Geçmişte o mücadeleyi verenlerin isimlerin şu an hatırlamak […] o sırada gazetecilik anlamında neyin mevzubahis olduğunu bana hatırlatıyor: okuyucularımıza gelişmekte olan derin ve hassas fedakârlık ve şiddet hikayelerini aktarmak. Bunu ise o faaliyetlerin tam bağlamını verecek ve bununla birlikte topluluğumuzun kimliğinin ve kendisini algılayışının her suikast ve bombalamayla sarsıldığını anlatacak şekilde yapmamız gerekiyordu.

[…]

… [Tutuklanan militanların] manevi ve maddi anlamda desteklenmesi için kurulan yasal savunma fonları ve başlatılan mektup yazma kampanyalarını haber yapan makaleler yayınlandık. Ölenleri [militanları] şehitler olarak onurlandırdık...

[...]

... silahlı saldırıların tüm amacı ülke içinde ve dünya çapında [Adalet Komandoları’nın terörist saldırılarının “nedenini”] kuvvetlendirmekti. The Weekly’nin -kendi basınımızda, kendi sesimizle- [çeşitli Ermeni militanların] neden böylesine aşırı riskler aldıklarını tümüyle dile getirmeye yükümlülüğü ve yetkisi vardı: Osmanlı devletinin halefi olan Türk devletinden Ermeni Soykırımını tanıma ve tazminat ödeme talebini ortaya koymak ve bu talebi ulusal ve uluslararası siyasi platformlar ile insan hakları platformlarının gündemine sağlam bir şekilde yerleştirerek geç kalınmış bir çözüm elde etmek.

[…]

Soruşturduğu “terörizm” ile ilgili Ermeni-Amerikan toplumunun tepkisinden bahseden CIA […] şu sonuca varmıştır: “Ermenilerin çoğunluğu terörizmin tek başına Ermeni meselelerini çözemeyeceğini ve Ermeni davasına adalet sağlayamayacağını kabul etse de; birçok Ermeni, şiddete başvurulmasaydı hiç kimsenin Ermenilerin şikayetlerinin farkında olmayacağına ikna olmuş vaziyettedir.

[…]

Silahlanma öncesi mücadele dönemindeki siyasi çabalarımız ilerlemekte iken, o hareketin ortaya çıkışı bizim ortak siyasi özgüvenimize doping etkisi yaratmıştır. 1984 yılında, Amerika Ermeni Ulusal Komitesi’nin [Armenian National Committee of America-ANCA] Vaşington ofisi, yararlanılmayan siyasi nüfuzdan istifade edilmesine yönelik olarak, ulusal bir Hai Tahd [Ermeni Davası] gündemini daha iyi eşgüdüm sağlamak amacı ile kurulmuştur. …

Huzursuz ve dinginlenmiş (ve çok da dinginlenmemiş) gururu olan toplumumuzu sersemleten ve dönüştüren silahlı eylemler olmasaydı, diaspora ateşimiz daha ne kadar yanmaya devam ederdi?

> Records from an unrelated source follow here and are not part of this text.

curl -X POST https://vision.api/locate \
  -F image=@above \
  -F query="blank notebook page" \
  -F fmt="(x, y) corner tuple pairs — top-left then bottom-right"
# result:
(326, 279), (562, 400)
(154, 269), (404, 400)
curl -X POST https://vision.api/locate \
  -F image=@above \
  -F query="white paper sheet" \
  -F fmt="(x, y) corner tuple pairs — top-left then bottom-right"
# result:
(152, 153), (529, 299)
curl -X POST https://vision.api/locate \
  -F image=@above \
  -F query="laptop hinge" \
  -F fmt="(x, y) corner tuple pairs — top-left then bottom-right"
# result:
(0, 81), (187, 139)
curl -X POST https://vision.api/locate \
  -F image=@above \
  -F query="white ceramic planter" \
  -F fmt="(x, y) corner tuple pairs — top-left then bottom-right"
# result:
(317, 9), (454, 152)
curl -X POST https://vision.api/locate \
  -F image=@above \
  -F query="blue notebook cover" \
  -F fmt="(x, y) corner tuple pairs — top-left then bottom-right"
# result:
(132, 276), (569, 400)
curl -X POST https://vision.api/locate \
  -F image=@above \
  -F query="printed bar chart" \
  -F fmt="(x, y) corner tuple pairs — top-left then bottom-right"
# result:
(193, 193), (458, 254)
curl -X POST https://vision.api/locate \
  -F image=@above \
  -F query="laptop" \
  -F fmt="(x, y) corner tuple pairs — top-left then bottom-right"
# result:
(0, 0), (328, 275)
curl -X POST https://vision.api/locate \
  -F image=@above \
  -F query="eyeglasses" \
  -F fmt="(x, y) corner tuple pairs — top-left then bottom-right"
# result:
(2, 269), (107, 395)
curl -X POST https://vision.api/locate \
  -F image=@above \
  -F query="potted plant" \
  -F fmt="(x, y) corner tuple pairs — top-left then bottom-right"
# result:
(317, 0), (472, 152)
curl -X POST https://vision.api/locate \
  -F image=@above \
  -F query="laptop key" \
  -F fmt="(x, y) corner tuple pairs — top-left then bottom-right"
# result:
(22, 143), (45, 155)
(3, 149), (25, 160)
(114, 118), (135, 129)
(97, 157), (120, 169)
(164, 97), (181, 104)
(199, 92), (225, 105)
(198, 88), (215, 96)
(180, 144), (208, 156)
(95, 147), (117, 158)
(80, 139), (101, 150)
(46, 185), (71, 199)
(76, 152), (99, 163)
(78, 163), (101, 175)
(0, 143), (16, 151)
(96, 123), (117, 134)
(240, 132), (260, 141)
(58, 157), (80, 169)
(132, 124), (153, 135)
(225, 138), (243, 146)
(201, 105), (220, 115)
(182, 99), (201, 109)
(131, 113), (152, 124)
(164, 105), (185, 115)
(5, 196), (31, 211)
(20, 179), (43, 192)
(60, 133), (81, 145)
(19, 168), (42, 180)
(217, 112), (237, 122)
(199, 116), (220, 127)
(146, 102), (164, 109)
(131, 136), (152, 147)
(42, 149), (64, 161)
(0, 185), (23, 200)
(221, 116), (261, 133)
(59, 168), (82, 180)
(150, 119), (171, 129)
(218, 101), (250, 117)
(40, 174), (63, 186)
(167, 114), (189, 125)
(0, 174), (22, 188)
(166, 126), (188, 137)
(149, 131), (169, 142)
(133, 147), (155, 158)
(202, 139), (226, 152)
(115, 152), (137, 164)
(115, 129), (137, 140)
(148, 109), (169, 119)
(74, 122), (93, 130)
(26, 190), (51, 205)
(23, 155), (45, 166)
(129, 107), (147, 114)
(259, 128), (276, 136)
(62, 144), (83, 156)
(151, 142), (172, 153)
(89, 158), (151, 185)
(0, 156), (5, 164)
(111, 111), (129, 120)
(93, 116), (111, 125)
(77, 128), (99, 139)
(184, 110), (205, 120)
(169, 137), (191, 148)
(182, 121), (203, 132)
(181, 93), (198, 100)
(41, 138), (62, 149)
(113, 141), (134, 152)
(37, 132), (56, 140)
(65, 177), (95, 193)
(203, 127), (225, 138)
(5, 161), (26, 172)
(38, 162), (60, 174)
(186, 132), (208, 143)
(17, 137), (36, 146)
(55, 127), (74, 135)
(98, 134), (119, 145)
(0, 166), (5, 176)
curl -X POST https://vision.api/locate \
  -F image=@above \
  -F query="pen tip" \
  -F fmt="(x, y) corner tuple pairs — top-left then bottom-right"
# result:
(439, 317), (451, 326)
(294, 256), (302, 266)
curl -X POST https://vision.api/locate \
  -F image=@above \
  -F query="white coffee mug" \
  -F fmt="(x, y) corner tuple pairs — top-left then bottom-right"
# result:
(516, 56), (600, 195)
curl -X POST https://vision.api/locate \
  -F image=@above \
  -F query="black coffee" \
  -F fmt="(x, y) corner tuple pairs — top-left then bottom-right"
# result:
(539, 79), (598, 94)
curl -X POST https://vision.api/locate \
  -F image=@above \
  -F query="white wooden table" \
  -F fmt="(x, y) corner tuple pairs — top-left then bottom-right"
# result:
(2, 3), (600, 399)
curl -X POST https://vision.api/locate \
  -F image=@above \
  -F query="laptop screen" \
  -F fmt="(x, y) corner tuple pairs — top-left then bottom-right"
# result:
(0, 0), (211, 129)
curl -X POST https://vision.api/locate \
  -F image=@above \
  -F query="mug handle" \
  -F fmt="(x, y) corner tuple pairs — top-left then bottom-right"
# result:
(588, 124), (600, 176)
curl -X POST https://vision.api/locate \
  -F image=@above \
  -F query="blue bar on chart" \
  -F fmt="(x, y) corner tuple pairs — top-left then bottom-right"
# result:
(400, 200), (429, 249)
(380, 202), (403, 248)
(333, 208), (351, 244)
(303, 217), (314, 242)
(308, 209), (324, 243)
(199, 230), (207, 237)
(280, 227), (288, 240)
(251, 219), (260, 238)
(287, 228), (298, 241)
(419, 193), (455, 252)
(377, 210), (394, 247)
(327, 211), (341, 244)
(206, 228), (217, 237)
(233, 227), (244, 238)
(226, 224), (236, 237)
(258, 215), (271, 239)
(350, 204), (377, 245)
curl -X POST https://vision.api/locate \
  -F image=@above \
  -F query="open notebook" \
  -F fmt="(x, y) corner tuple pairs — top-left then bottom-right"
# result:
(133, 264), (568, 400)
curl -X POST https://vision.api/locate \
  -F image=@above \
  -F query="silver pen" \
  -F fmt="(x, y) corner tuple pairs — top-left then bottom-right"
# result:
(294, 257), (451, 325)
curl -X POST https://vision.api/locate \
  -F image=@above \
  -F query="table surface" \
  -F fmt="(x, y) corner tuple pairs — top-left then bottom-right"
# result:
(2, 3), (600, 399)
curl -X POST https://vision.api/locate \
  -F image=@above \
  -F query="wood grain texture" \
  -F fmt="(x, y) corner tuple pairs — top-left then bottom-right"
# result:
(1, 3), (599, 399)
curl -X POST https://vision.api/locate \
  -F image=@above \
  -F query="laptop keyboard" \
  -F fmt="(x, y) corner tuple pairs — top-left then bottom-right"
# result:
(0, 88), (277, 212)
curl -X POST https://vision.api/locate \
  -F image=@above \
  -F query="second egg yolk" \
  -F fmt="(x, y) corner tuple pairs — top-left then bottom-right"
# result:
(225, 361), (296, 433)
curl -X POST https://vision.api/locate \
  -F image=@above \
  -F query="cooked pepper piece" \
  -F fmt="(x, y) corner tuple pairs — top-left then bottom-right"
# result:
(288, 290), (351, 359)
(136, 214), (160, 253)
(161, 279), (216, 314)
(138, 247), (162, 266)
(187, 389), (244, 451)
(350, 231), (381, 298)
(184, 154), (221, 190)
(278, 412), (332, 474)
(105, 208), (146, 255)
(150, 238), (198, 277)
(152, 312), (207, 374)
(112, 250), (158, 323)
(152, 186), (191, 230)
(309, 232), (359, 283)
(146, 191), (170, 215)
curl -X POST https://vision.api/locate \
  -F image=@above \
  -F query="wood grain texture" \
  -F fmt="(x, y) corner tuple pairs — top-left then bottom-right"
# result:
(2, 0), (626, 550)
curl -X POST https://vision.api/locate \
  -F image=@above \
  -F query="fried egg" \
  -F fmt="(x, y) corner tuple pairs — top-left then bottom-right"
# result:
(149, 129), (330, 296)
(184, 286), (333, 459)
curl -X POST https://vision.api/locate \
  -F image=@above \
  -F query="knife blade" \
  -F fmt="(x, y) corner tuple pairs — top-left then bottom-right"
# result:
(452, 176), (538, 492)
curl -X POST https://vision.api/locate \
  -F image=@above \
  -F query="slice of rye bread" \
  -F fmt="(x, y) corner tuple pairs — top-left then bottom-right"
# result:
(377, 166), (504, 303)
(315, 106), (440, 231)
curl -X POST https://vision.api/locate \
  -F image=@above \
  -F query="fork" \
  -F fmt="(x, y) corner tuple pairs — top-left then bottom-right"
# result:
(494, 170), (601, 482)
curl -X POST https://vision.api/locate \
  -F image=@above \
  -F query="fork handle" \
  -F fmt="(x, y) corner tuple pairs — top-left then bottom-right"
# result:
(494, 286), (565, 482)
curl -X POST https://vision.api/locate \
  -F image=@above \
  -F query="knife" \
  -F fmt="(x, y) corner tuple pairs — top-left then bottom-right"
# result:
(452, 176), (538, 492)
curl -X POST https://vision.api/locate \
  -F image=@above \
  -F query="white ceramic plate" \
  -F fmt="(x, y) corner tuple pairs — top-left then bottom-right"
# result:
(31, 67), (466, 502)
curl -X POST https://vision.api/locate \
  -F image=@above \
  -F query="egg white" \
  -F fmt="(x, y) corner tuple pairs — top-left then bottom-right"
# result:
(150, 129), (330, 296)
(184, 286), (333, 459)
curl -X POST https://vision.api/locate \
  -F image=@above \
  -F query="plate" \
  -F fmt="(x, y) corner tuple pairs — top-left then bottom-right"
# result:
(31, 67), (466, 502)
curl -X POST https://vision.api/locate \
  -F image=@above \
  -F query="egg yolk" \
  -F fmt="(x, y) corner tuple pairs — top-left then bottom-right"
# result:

O mücadele Weekly ile okurlarını, hak ettiğimiz kişiler haline nasıl geleceğimizi daha iyi anlayabilmek için o an kim olmamız gerektiğini sorgulamamıza davet etmiştir. Bu niyetle o ve başka soruları sorup cevaplama çabalarımız Weekly’nin sayfalarında o zaman olduğu gibi şimdi de yansıtılmaktadır.”[3] [italikler vurgu yapmak için eklenmiştir]

Yukarıdaki paragraflardan birtakım sonuçlar çıkarmak mümkündür:

1) EDF tarafından kurulmuş olan Adalet Komandolarının gerçekleştirmiş olduğu terör faaliyetleri çağdaş Ermeni diaspora kimliğinin şekillendirilmesinde etkin bir rol oynamıştır. Dahası, bu terörizm çağdaş Ermeni diaspora kimliğinin yıllar boyunca muhafaza etmekte de etkin bir rol oynamıştır. Bu bağlamda nefret, intikam, aşırıcılık ve dünya çapında Türk sivillere yöneltilecek şiddet gibi tedirgin edici kavramlar barındıran terörizm; çağdaş Ermeni diaspora kimliğinde normalleşmiş ve yerleşmiş hale gelmiştir.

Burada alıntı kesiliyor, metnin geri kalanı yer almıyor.